Landmark achievements for turbocharger

12 Apr 2011
ABB Turbocharging’s A190-L turbocharger for 2-stroke low speed engines

ABB Turbocharging’s A190-L turbocharger for two-stroke low speed engines

ABB Turbocharging has reported two milestones with its A100 turbocharger family, concerning the high pressure ratio efficiency and the ability to operate at dual ratings without modification.

The company reports that in final testing of the A190-L turbocharger for low speed two-stroke diesels, technicians measured its peak efficiency at 75.8%. “The 75.8% figure is all the more impressive because it was measured on a turbocharger featuring a higher pressure ratio than the model that achieved the previous record figure,” says Urs Gribi, vice president of engineering.  

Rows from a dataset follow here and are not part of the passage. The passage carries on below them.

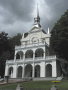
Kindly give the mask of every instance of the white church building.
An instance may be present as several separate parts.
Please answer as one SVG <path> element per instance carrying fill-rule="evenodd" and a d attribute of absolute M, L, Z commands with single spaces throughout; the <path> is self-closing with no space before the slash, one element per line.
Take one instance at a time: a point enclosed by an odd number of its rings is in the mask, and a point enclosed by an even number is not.
<path fill-rule="evenodd" d="M 46 78 L 61 76 L 56 55 L 49 56 L 51 34 L 40 25 L 40 16 L 34 18 L 34 24 L 28 35 L 24 33 L 21 45 L 15 46 L 14 60 L 7 60 L 5 76 L 10 78 Z"/>

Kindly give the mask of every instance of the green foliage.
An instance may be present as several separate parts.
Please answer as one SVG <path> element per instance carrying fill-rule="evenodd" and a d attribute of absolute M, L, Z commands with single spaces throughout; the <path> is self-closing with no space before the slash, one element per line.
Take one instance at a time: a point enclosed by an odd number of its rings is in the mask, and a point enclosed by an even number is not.
<path fill-rule="evenodd" d="M 58 57 L 68 60 L 68 10 L 53 27 L 50 44 Z"/>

Secondly, ABB Turbocharging’s application engineers have devised a new A100-L turbocharger configuration for low speed engines which facilitates rapid conversion from a higher power output matched to a ship’s normal cruising speed to a lower rating matched to a slower fuel saving speed – i.e. ‘slow steaming’. The concept is devised to meet the ‘dual rating’ engine specifications of a series of 10 container ship newbuildings contracted by major Singapore-based container ship operator NOL. It takes advantage of the very wide compressor maps of the A100-turbocharger to achieve this aim by varying the number of turbochargers in the engines’ exhaust gas stream rather than by fitting new turbochargers, modifying the internal components of existing turbochargers or varying the turbine geometry to alter turbocharger air delivery characteristics.

In detail, the ABB system adopted for the new container ships is designed to allow the 12-cylinder 98 cm bore engine to achieve ratings of  just over 72 MW at 104 rpm or just over 54 MW x 97 rpm. The solution comprises four A190-L turbochargers, one of which can be cut-off from the exhaust gas stream. This is achieved either via a motorised valve or a simple blanking plate. In spite of the reduced level of energy in the engine exhaust gases due to the lower engine power rating, the A190-L’s compressor maps are said to be sufficiently wide to allow the three turbochargers still in the exhaust gas flow to efficiently produce charge air at the pressures and volumes needed for the lower engine slow steaming rating.

“Substantially modifying the compressor map of a turbocharger can involve the exchange of many of its internal components,” notes ABB’s head of global turbocharger sales for the low speed engine segment, Arie Smits. “In the extreme case this can mean the turbine and compressor wheels as well as the nozzle ring and diffusers. In any event, the turbocharger has to be opened, dismantled and reassembled. But with the A100-L’s excellent compressor maps it was possible to achieve dual ratings with optimized fuel consumption by, essentially, only reducing the number of the turbochargers providing combustion air to the engines.”

According to ABB, In the early days of the recent economic downturn ships reduced speeds to save fuel by simply readjusting engine settings. This did, indeed, reduce consumption but the engines’ systems, including their air management, were no longer optimised to the new output levels. There was thus the potential to save even more fuel by, among other measures, closely adapting the turbocharging system to the engine’s new operating profile. Demand has hence grown for ‘dual rated’ engines, having systems which can be optimised to give a higher power rating for standard cruising speeds and a reduced output for slow steaming in a minimum of time and at minimum expense.  

The company explains compressor mapping as an important measure of turbocharger performance, which, together with efficiency and pressure ratio, incorporates the aforementioned values to, essentially, reflect how effectively and flexibly energy in the engine exhaust gases driving the turbine can be converted into compressed air on the compressor side.

The A100 turbochargers are claimed to combine very wide compressor maps while offering high pressure ratios of 4.7 and above in the A100-L versions for low speed two stroke engines and 5.8 in the A100-M and A100-H versions for medium and high speed engines.

Since its market launch, several hundred A100 turbochargers have been sold and, according to ABB, have proved successful in minimising fuel consumption on diesel engines designed to comply with IMO Tier II limits on NOx emissions. This second stage of marine emissions legislation has been in effect since January 2011 and specifies a 20% reduction in NOx emissions from marine engines vis-à-vis IMO Tier I.